Unifying Spark Ecosystems with Flex Code Data Connectors

In this episode, we sat down to chat about Ascend.io’s new Flex Code data connectors and how they will help organizations speed—and simplify—data ingest for Spark-based data systems.

Transcript

Leslie Denson: I think most folks can agree that rapid low-code or really flex code data ingest is still on the wish list of most data engineers, especially ones working with the Spark ecosystem. Today, Sean Knapp and I will chat through Ascend’s new flex code data connectors, how they can help take the pain out of data ingest and discuss just why the flex code piece of it is so important in this special episode of DataAware.

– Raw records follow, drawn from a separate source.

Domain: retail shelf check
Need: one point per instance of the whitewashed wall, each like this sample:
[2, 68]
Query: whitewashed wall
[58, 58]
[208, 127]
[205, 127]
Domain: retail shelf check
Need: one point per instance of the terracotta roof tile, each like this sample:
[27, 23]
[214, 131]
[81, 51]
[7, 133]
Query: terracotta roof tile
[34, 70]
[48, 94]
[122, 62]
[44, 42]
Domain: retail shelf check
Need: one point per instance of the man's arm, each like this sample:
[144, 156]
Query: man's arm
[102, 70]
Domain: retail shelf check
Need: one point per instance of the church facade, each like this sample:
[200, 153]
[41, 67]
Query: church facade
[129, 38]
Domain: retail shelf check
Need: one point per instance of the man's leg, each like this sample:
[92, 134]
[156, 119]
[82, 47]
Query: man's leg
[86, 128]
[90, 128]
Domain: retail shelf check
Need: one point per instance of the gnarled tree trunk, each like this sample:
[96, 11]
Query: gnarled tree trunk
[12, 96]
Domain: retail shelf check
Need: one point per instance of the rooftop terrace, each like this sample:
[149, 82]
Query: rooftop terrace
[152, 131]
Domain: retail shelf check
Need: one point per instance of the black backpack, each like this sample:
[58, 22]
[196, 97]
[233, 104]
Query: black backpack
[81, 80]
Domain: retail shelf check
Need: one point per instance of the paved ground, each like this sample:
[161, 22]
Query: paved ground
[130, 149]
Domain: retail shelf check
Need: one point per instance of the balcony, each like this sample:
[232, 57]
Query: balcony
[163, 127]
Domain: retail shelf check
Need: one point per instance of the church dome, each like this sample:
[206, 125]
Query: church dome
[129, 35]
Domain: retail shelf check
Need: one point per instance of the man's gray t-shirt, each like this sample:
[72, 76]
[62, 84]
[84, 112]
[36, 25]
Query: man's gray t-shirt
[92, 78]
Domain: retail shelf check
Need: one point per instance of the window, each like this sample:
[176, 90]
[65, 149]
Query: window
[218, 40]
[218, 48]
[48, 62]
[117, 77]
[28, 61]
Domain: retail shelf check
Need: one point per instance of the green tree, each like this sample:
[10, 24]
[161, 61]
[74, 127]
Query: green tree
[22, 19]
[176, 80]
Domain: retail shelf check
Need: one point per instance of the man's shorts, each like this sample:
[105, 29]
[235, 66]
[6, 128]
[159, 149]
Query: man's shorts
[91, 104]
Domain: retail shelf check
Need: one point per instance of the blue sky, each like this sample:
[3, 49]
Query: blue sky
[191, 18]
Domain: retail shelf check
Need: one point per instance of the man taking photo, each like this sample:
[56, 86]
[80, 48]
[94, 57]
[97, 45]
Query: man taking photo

LD: Hey everybody, and welcome to our special episode of the DataAware podcast. I am here with, once again, our founder and CEO Sean Knapp. Hello, Sean.

Sean Knapp: Hey, Leslie.

LD: So this time it is a very special episode because we… Well, while most of our episodes will just be very focused on the data engineering industry and what’s happening, we want this one to focus a little bit on this exciting announcement that we have coming out, so we’re gonna be a little bit more us focused today. Don’t expect this every time, but we have got some really cool stuff coming down the pipe, so why not get Sean and I together to talk about it. Just makes sense. So thanks for joining me today, Sean.

SK: Absolutely, I’m excited to start talking about it.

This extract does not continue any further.